Bloody hell. He was only two years older than Victor. When she’d first seen him she’d thought him much more. Looking at him now, she saw that while his eyes were bright and young, his face had a lived-in, been-there look, whereas Victor’s always looked smooth and pampered. She faltered. “And your wife?”

“Dead.”

“I’m sorry.”

“No need to be. Some time ago now.”

“Have you got children?” She didn’t know what else to say – she was locked into it now, asking inane questions, making conversation.

“Yes, two. It was hard on them when their mother died. Hard to see someone suffer like that.”

“Was it cancer?”

“Yes.”

She wanted to go. His blue eyes made her uncomfortable. But her mug was still full, she’d only been there a few minutes – she didn’t know how to get up and leave.

“So have you always been a sign-writer?” She took another mouthful of tea and smiled.

“No.”

“Chatty, aren’t you?”

He looked at her hard and she felt herself squirm. “The long answers aren’t very entertaining. What about you? Are you married? Do you have children?”

She made her voice chirpy. “Yes and no. To both parts of the question. I am married but it doesn’t feel like it. I can’t have children but I have a step-daughter. She’s pregnant.” She didn’t know why she’d told him.

“Is that why you needed a hug?”

He showed no inclination to talk about himself but by the third cup of Darjeeling he knew a lot about her. For all his monosyllabic grunting, he had a way of listening, of looking at her as if what she said mattered. A way of asking the one incisive question that would cut to the heart of the matter. She wouldn’t have believed she could tell a stranger so much. Somehow, barely realising it, she told him there were problems between her and Victor, her feelings about Chloe and Oliver and how, although she’d had loads of casual jobs she’d never really found what you’d call a career, and her new and extraordinary pleasure in buying a share in Greens and being part of something. He nodded.

It was as if, she thought, looking at this strange, remote man in his soft faded clothes and two days of stubble, some curious mixture of sympathy and pain etched on his face, it was as if he cared…

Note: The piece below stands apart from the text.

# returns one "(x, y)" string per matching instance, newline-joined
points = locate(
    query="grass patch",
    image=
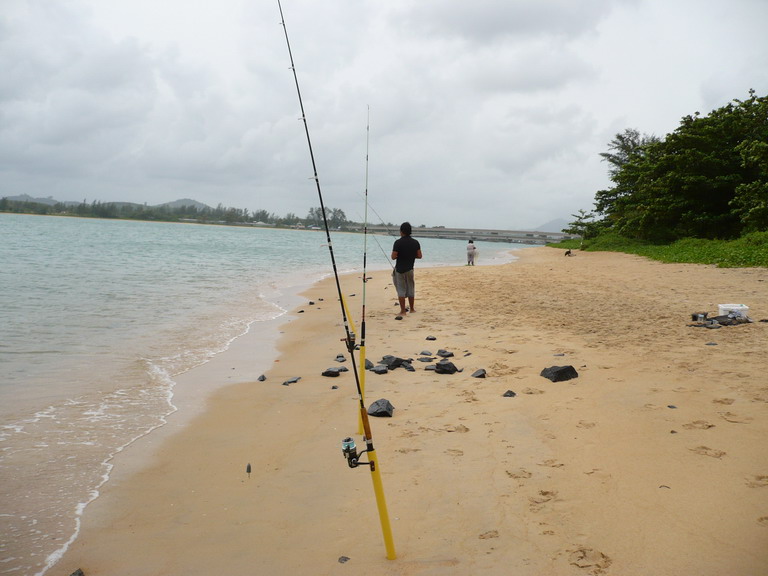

She kissed him when she left. It was what she did. She went into automatic – thanked him for the tea, leant up and kissed his cheek. She would have kissed both of them but she was stalled by his rigid face. He didn’t bend towards her to return the gesture. Just held himself very stiff and straight.

Even his skin felt cool. She stepped back, rebuffed, feeling as foolish as when she’d arrived. Then he touched her arm. “It’s me,” he said. “It’s not you, it’s me.”

She looked at him, confused. Strange words, she thought. As she wandered home along the cliff top, oddly unsettled, she realised they were the very opposite of what Victor would say.